Compounds in this class supplied at originlabsresearch.com are provided as research material for institutional research-use-only purposes only.

References

  1. [1] Jastreboff AM, Kaplan LM, Frias JP, Wu Q, Du Y, Gurbuz S, Coskun T, et al. (2023). Triple-hormone-receptor agonist retatrutide for obesity: a Phase 2 trial. New England Journal of Medicine. PMID 37366315
  2. [2] Coskun T, Urva S, Roell WC, Qu H, Loghin C, Moyers JS, O'Farrell LS, et al. (2022). LY3437943, a novel triple glucagon, GIP, and GLP-1 receptor agonist for glycemic control and weight loss: from discovery to clinical proof of concept. Cell Metabolism.

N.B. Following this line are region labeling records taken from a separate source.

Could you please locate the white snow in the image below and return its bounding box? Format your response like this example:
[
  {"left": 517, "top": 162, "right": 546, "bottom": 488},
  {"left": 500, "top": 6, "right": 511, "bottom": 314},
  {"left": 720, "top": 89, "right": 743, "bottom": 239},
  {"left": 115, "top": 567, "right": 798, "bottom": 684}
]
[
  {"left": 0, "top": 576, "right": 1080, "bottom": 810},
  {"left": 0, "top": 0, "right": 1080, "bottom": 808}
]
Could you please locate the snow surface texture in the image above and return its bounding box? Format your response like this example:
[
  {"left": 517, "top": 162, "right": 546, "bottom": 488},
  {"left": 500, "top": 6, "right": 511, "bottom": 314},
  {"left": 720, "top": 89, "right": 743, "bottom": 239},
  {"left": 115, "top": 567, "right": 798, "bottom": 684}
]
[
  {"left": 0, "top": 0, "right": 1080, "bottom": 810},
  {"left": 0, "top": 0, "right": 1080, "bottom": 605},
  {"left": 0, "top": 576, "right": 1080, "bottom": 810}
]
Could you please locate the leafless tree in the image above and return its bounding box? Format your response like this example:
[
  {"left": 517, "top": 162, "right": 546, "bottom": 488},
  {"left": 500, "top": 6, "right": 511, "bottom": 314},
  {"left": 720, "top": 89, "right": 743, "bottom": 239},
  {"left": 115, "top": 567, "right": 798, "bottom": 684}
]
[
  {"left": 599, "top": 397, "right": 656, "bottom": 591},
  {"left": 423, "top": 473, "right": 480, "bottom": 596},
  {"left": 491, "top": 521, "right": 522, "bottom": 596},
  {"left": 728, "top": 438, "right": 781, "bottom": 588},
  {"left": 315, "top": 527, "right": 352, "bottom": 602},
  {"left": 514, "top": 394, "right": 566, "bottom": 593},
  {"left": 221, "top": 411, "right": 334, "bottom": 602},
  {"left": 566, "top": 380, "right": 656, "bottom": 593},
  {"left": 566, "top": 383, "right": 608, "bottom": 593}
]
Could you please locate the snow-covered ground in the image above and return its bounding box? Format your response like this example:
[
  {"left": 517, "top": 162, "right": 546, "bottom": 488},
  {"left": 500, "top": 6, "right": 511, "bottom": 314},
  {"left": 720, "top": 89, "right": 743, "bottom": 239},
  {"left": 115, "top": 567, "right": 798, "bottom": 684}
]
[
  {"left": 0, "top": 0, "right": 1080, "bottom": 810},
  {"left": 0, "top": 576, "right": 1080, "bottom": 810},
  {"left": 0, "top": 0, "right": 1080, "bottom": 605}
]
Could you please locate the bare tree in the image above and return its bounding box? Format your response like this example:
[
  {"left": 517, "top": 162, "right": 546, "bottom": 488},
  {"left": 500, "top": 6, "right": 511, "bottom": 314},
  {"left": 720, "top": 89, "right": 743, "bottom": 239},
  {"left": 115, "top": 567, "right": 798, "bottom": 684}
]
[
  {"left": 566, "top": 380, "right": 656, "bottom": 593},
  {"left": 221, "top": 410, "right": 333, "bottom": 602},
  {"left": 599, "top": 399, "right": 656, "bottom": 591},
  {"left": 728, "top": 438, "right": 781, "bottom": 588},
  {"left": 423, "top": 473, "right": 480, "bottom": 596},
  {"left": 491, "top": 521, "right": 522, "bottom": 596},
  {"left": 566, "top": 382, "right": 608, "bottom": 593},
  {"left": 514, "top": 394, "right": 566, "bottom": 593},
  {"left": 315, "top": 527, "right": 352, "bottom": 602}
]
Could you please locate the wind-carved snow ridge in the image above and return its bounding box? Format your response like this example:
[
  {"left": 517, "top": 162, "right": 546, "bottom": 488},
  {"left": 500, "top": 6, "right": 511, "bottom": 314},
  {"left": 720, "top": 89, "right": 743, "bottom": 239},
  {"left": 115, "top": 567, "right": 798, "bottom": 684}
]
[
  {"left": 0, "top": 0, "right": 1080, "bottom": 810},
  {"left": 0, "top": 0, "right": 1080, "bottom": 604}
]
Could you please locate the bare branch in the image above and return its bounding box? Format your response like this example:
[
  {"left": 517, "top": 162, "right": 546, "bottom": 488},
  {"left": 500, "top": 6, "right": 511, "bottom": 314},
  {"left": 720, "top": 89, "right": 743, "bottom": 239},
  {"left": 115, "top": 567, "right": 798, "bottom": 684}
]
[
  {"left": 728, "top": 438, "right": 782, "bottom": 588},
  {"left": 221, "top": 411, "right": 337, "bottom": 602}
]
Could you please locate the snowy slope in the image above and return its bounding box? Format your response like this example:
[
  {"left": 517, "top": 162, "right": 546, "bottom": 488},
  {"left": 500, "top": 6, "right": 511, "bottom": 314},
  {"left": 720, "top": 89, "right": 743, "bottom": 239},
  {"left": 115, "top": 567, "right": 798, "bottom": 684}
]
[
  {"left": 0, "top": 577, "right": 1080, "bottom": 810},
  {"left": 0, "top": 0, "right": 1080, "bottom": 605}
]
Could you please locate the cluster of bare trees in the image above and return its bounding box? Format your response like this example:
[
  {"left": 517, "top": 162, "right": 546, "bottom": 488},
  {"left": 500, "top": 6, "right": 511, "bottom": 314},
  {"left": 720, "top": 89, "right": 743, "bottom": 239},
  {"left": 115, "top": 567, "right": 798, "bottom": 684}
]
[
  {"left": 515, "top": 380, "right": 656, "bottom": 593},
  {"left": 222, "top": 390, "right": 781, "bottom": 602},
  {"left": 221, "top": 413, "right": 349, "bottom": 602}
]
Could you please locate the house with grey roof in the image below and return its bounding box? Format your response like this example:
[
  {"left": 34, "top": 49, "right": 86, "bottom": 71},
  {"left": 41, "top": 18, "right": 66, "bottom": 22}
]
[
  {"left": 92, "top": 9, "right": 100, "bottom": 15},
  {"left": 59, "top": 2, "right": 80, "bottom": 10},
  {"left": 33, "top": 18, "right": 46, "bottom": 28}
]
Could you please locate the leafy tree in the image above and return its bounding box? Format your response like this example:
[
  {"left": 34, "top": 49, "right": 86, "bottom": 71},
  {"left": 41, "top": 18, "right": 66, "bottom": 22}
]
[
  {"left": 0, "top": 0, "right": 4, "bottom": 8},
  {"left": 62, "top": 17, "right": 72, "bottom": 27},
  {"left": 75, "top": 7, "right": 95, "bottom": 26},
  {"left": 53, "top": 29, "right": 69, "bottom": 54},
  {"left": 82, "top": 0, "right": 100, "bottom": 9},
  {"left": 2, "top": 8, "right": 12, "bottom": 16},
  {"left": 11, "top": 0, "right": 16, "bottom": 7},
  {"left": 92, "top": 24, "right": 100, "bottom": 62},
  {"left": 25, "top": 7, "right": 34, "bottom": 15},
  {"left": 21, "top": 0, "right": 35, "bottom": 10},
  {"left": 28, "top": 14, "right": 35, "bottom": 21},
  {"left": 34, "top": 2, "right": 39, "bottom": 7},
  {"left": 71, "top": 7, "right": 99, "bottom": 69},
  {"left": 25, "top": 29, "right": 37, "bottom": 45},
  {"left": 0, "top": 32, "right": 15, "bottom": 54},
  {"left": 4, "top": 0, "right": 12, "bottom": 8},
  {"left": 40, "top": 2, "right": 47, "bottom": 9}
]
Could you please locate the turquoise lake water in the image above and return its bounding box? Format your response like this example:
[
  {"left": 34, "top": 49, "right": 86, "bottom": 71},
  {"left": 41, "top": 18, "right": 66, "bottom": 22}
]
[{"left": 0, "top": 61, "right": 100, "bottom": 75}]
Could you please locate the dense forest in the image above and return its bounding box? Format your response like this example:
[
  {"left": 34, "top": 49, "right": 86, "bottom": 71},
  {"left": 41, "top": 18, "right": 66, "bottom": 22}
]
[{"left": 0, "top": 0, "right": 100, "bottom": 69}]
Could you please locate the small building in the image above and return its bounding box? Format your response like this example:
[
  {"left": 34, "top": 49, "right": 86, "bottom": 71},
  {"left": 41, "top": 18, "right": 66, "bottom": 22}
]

PMID 35921816
  3. [3] Sanyal AJ, Kaplan LM, Frias JP, Brouwers B, Wu Q, Thomas MK, Harris C, et al. (2024). Triple hormone receptor agonist retatrutide for metabolic dysfunction-associated steatotic liver disease: a randomized phase 2a trial. Nature Medicine.
  4. [4] Finan B, Yang B, Ottaway N, Smiley DL, Ma T, Clemmensen C, Chabenne J, et al. (2015). A rationally designed monomeric peptide triagonist corrects obesity and diabetes in rodents. Nature Medicine. PMID 25485909
  5. [5] Day JW, Ottaway N, Patterson JT, Gelfanov V, Smiley D, Gidda J, Findeisen H, et al. (2009). A new glucagon and GLP-1 co-agonist eliminates obesity in rodents. Nature Chemical Biology. PMID 19767730

Frequently asked questions

What receptors does Retatrutide target?

Retatrutide is a triple agonist at the GLP-1, GIP, and glucagon receptors. The published preclinical pharmacology describes balanced agonism across all three receptors at the tested concentration range.

Why is the glucagon receptor included in triple agonist designs?

Glucagon receptor activation has been associated in published research with increased hepatic glucose output, increased energy expenditure, and altered hepatic lipid handling. The energy expenditure contribution is the most discussed rationale for including the glucagon arm in triple agonist designs aimed at obesity research endpoints.

What did the 2023 Retatrutide Phase II publication report?

Published in the New England Journal of Medicine, the paper reported that at the highest tested dose arm, mean body weight changes in obesity research populations exceeded the magnitude reported in comparable Tirzepatide trial arms. Reviewers interpret this as consistent with the additional glucagon receptor activity.

Is Retatrutide approved for any therapeutic indication?

No. Retatrutide is not approved by the FDA or the EMA for any therapeutic indication as of the mid-2026 review window. It remains a research compound in active Phase III clinical development through the TRIUMPH programme.

What is the TRIUMPH programme?

The Phase III clinical development programme for Retatrutide, with individual trial arms covering obesity, type 2 diabetes, MASH, and other research populations. Individual trial arm results have been reported through 2025 and 2026.

What are the most-cited open research questions for the triple agonist field?

Optimal balance of receptor activity across endpoint sets, long-term safety of sustained glucagon receptor activation, the comparator base for head-to-head trials, durability of effect after discontinuation, and biomarker-defined response heterogeneity.